Merger and Acquisition Due Diligence and Voluntary Disclosures
The Justice Department and the SEC continue the drumbeat encouraging companies to voluntarily disclose potential FCPA violations. Of course, the reason for their position is obvious – they want to know about every violation, no matter what size and to what extent. If I were still a prosecutor, I would say the same thing.
However, there is a lot more nuance to the issue, especially when it comes to merger and acquisition due diligence and post-closing acquisition. In its recent settlements, DOJ and the SEC have cited as a “best practice” that companies should conduct pre-acquisition due diligence of a target company, integrate the company after the closing into the acquiring company’s compliance program and report any violations.

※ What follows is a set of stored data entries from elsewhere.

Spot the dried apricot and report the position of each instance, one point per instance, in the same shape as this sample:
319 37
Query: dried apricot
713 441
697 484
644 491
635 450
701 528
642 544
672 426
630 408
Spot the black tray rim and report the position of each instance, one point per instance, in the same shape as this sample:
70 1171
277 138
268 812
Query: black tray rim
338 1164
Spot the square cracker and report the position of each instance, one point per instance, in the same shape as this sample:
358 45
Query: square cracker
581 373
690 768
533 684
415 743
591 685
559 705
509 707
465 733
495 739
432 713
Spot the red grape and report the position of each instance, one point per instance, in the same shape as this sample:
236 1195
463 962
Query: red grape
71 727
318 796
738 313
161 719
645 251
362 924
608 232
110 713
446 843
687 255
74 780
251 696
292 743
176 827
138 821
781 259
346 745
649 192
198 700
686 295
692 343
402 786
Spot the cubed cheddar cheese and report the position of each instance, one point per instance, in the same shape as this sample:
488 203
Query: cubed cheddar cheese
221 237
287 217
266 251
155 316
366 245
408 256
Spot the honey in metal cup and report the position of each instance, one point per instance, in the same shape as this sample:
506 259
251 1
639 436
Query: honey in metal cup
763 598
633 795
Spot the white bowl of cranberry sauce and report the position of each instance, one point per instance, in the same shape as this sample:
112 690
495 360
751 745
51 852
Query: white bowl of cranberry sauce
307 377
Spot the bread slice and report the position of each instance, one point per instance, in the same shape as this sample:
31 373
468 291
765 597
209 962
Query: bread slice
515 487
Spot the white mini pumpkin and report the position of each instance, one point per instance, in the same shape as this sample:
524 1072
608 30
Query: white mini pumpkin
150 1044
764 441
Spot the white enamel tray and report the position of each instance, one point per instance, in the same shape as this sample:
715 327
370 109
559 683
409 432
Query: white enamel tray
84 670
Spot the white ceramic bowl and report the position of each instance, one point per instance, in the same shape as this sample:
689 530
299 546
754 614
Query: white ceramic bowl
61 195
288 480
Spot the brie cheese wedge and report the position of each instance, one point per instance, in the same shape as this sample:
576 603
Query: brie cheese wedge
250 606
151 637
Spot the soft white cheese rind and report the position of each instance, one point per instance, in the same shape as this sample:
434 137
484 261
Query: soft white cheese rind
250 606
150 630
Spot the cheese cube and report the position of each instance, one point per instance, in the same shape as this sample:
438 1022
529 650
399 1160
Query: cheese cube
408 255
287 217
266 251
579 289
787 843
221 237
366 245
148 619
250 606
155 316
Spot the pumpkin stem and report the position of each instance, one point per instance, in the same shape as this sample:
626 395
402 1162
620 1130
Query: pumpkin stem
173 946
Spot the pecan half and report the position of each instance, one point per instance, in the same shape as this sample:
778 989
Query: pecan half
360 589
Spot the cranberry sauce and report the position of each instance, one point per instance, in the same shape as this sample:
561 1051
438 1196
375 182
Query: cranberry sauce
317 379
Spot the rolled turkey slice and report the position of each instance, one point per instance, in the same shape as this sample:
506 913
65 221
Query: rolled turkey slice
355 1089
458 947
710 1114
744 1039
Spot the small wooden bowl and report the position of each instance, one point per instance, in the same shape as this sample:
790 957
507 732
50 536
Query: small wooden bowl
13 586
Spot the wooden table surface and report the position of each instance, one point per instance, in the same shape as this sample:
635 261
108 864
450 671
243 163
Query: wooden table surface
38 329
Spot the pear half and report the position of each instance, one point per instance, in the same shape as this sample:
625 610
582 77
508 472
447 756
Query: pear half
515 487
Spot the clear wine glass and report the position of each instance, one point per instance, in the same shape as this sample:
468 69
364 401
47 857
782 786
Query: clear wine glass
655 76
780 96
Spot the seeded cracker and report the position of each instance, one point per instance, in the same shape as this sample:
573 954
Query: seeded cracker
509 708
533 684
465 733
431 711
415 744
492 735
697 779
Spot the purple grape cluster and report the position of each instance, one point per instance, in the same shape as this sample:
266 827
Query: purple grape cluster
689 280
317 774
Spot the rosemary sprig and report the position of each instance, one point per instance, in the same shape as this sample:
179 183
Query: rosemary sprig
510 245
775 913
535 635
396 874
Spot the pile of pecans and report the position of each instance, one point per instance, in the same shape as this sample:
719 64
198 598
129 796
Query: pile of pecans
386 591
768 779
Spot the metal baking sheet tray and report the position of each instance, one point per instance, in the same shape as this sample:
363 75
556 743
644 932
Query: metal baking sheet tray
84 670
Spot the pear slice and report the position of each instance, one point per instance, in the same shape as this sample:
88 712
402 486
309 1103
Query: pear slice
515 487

The question of whether to voluntarily disclose an FCPA violation is not so easy, nor should someone rush into it. There are two important considerations – what benefit will the company receive if it does make such a disclosure?
Unfortunately, DOJ and the SEC have not defined the benefit but have suggested that companies that disclose and cooperate will receive a bigger benefit than those that do not. A careful look at the discount factor given companies is between 20 and 40 percent from the bottom of a fine range. In fairness, there may be situations, like Raytheon, where a voluntary disclosure coupled with remediation may lead to a declination.
It is hard to calculate and weight the benefit without a more definitive public policy statement from the DOJ and the SEC.
A second consideration that companies need to examine is whether non-disclosure but aggressive remediation is an appropriate alternative. For example, a company may clean up a problem and then enhance its compliance program to prevent recurrence of any problem in a specific location and across the company.
In this scenario the company runs the risk that the Justice Department and the SEC may learn about the past violation and impose a fine or penalty for such conduct. The company should and will argue that it discovered the problem and fixed the problem beyond even the requirements usually imposed by the Justice Department and the SEC. The risk of DOJ and the SEC learning of such a violation is more significant because of the SEC whistleblower program.
DOJ and the SEC can “mandate” voluntary disclosures as a “best practice” in its corporate settlements. However, companies that are not under investigation or seeking a resolution of an FCPA case should not adopt a voluntary disclosure mandate. Instead, companies have to weigh the issue considering a number of factors, some of which are difficult to define in the absence of a clear policy statement from the Justice Department and the SEC.